In view of the close call on the question of credibility, the use of the incorrect standard by the trial court in assessing appellant's credibility "tainted the trial process," in my view, and constituted reversible error. See Turman, supra, 555 A.2d at 1039. In Turman, this court reversed appellant's conviction because the trial court partially relied on an improper consideration in assessing a witness's credibility. The trial Judge in Turman, likewise presiding over a non-jury trial, stated during the trial that he knew a witness to be credible from prior appearances before him in other cases. Turman, 555 A.2d 1037 at 1039. In reversing the conviction, this court held that "it was inappropriate for the court to base its determination on its evaluation of the [witness'] credibility in other cases." Id. We stated:

It is apparent that the trial court did not rely solely on the officer's prior court appearances when it determined her to be a credible witness. Nevertheless, a trial court must always be cautious in its language and conduct. To announce to the parties that the court had previously gained a good impression of a witness' credibility, and then to proceed to weigh that witness' credibility in the case at bar without assuring the parties that the previous assessment would play no role in judging the pending case, created an appearance of partiality, if not an implication of actual partiality, which tainted the trial process.

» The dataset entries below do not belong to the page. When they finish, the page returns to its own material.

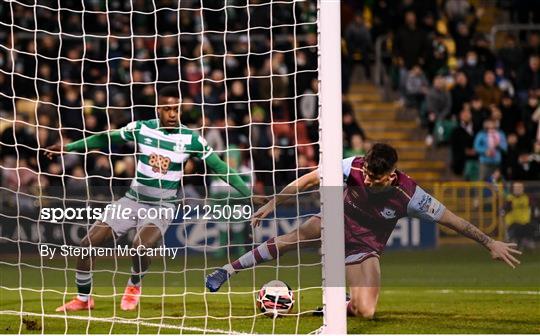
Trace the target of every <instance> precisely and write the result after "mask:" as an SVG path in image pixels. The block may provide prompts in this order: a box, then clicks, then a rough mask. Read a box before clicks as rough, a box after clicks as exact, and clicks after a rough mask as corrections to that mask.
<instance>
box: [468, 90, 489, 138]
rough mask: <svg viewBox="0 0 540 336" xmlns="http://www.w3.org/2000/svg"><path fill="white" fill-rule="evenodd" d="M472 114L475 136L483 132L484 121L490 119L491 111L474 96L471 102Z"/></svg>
mask: <svg viewBox="0 0 540 336" xmlns="http://www.w3.org/2000/svg"><path fill="white" fill-rule="evenodd" d="M471 113H472V116H473V128H474V134H477V133H478V132H480V131H481V130H482V127H483V125H484V121H485V120H486V119H488V118H489V115H490V111H489V109H488V108H487V107H485V105H484V102H483V101H482V99H480V98H479V97H478V96H473V98H472V100H471Z"/></svg>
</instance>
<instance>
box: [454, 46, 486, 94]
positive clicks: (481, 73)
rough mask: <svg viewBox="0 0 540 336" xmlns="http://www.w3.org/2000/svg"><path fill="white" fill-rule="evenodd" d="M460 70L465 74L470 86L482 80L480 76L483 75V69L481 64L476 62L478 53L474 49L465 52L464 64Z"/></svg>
mask: <svg viewBox="0 0 540 336" xmlns="http://www.w3.org/2000/svg"><path fill="white" fill-rule="evenodd" d="M460 70H461V71H463V72H464V73H465V74H466V75H467V78H468V79H469V85H470V86H471V87H473V88H474V87H476V86H477V85H479V84H480V83H481V82H482V76H483V75H484V71H485V70H484V67H483V65H481V64H479V63H478V55H477V54H476V52H475V51H472V50H471V51H469V52H467V57H466V58H465V64H464V65H463V66H462V67H461V69H460Z"/></svg>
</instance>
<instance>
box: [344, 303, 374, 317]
mask: <svg viewBox="0 0 540 336" xmlns="http://www.w3.org/2000/svg"><path fill="white" fill-rule="evenodd" d="M347 310H348V311H349V313H350V314H351V315H353V316H356V317H361V318H364V319H368V320H371V319H372V318H373V316H374V315H375V306H373V305H366V304H362V303H360V302H355V301H351V302H349V307H348V309H347Z"/></svg>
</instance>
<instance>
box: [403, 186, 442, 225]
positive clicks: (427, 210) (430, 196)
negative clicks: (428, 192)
mask: <svg viewBox="0 0 540 336" xmlns="http://www.w3.org/2000/svg"><path fill="white" fill-rule="evenodd" d="M445 209H446V208H445V206H444V205H443V204H442V203H441V202H439V201H438V200H437V199H436V198H435V197H433V196H431V195H430V194H428V193H427V192H425V191H424V190H423V189H422V188H420V187H418V186H417V187H416V190H415V192H414V195H413V197H412V198H411V200H410V201H409V204H408V205H407V214H408V215H409V216H412V217H418V218H421V219H426V220H432V221H438V220H439V219H440V218H441V216H442V214H443V212H444V210H445Z"/></svg>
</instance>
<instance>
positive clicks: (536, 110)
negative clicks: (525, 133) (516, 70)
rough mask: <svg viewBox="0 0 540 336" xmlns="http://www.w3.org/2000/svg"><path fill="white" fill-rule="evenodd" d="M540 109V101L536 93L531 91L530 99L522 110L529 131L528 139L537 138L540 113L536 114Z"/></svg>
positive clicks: (529, 96)
mask: <svg viewBox="0 0 540 336" xmlns="http://www.w3.org/2000/svg"><path fill="white" fill-rule="evenodd" d="M539 108H540V105H539V101H538V96H537V95H536V92H535V91H531V92H530V94H529V99H527V105H525V106H524V107H523V110H522V120H523V122H524V124H525V127H526V129H527V137H528V138H529V139H534V138H536V137H537V134H538V118H539V117H540V116H539V115H538V114H540V112H539V113H535V112H536V111H537V110H538V109H539ZM535 114H536V116H535ZM533 117H535V118H533Z"/></svg>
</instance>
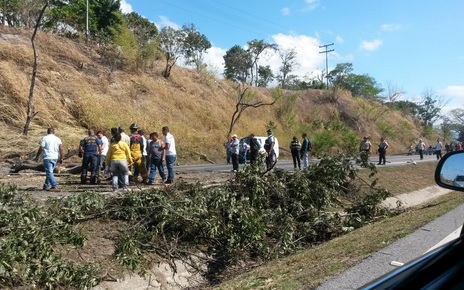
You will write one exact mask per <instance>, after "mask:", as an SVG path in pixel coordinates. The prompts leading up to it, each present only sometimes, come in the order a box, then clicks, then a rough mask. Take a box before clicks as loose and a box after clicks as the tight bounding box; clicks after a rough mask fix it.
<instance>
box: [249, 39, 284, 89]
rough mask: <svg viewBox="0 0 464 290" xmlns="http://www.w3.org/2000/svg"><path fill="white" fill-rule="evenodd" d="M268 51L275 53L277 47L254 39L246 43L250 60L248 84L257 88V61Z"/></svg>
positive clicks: (257, 64)
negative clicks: (248, 82)
mask: <svg viewBox="0 0 464 290" xmlns="http://www.w3.org/2000/svg"><path fill="white" fill-rule="evenodd" d="M268 50H272V51H276V50H277V45H276V44H271V43H266V42H264V40H257V39H254V40H252V41H249V42H248V49H247V52H248V54H249V55H250V58H251V67H250V68H249V69H250V83H251V84H254V85H255V86H258V84H259V73H258V71H259V67H260V66H259V60H260V58H261V56H262V55H263V54H264V53H265V52H266V51H268Z"/></svg>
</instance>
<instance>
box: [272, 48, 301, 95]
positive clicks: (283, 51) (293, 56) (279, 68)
mask: <svg viewBox="0 0 464 290" xmlns="http://www.w3.org/2000/svg"><path fill="white" fill-rule="evenodd" d="M279 56H280V59H281V61H282V66H281V67H280V68H279V72H280V75H279V76H277V80H278V81H279V83H280V86H281V87H282V88H284V89H287V88H288V83H289V74H290V73H291V72H292V70H293V67H294V66H296V65H297V62H296V56H297V55H296V51H295V49H290V50H283V51H280V52H279ZM290 79H293V78H292V77H290Z"/></svg>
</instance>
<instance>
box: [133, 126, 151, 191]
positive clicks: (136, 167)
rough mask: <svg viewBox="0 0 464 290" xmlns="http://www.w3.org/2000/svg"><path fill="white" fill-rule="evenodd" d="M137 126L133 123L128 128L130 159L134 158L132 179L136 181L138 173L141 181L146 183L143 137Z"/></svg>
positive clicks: (146, 181) (147, 176)
mask: <svg viewBox="0 0 464 290" xmlns="http://www.w3.org/2000/svg"><path fill="white" fill-rule="evenodd" d="M138 128H139V126H138V125H137V124H136V123H134V124H132V125H130V127H129V129H130V131H131V135H130V138H129V139H130V146H129V148H130V151H131V156H132V159H133V160H134V167H135V169H134V175H133V181H137V177H138V175H139V173H140V175H142V182H143V183H147V181H148V173H147V168H146V167H145V163H144V162H143V150H144V144H143V139H142V136H141V135H140V134H139V132H138V131H137V130H138Z"/></svg>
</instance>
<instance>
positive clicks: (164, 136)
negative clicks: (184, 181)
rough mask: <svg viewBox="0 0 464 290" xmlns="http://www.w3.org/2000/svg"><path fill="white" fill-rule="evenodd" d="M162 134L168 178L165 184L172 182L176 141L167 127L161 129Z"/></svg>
mask: <svg viewBox="0 0 464 290" xmlns="http://www.w3.org/2000/svg"><path fill="white" fill-rule="evenodd" d="M162 132H163V135H164V148H163V149H164V150H165V152H166V168H167V169H168V179H167V180H166V182H165V184H171V183H174V163H175V162H176V156H177V152H176V141H175V139H174V136H173V135H172V134H171V133H170V131H169V127H168V126H164V127H163V129H162Z"/></svg>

Turman, 555 A.2d 1037 at 1039 (emphasis added). The persuasive rationale of Turman is applicable in the present case.

Accordingly, I would hold that the trial court's express use of an incorrect legal standard, i.e., appellant's potential punishment in assessing his credibility, was not harmless and, thus, appellant's conviction should be reversed. See id.; but cf. Moore, supra, 609 A.2d at 1136 (no error where Judge states on record that he would not consider inadmissible evidence against defendant). In reaching my Conclusion, I merely acknowledge precedent of long-standing that a trial Judge presiding as factfinder is bound by the same evidentiary and legal standards as a jury. See Turman, supra 555 A.2d at 1038; Hedin, supra, 106 U.S. App. D.C. at 388, 273 F.2d at 513; see also Harris, supra, 454 U.S. at 346; Hightower, supra, 117 U.S. App. D.C. at 46, 325 F.2d at 619. If a Judge sitting as factfinder were allowed to consider information that a jury could not consider, and then factor that forbidden information into the decision-making process, there would hardly exist any incentive for a litigant in pursuit of Justice to opt for a non-jury trial.

One additional point made by the majority prompts one last comment by me. In the majority opinion, ante at 5, my colleagues state that "the nature of the punishment faced by the defendant is thus a relevant fact in assessing his motive to lie; a potential $10 fine is different from the prospect of a death penalty." At what measuring point, and under what circumstances, I wonder, will the dollar amount of the fine or the length of a potential sentence determine when a defendant has a motive to lie?

Accordingly, I respectfully Dissent from the opinion of the court. I would reverse appellant's conviction for possession with intent to distribute heroin and remand for a new trial.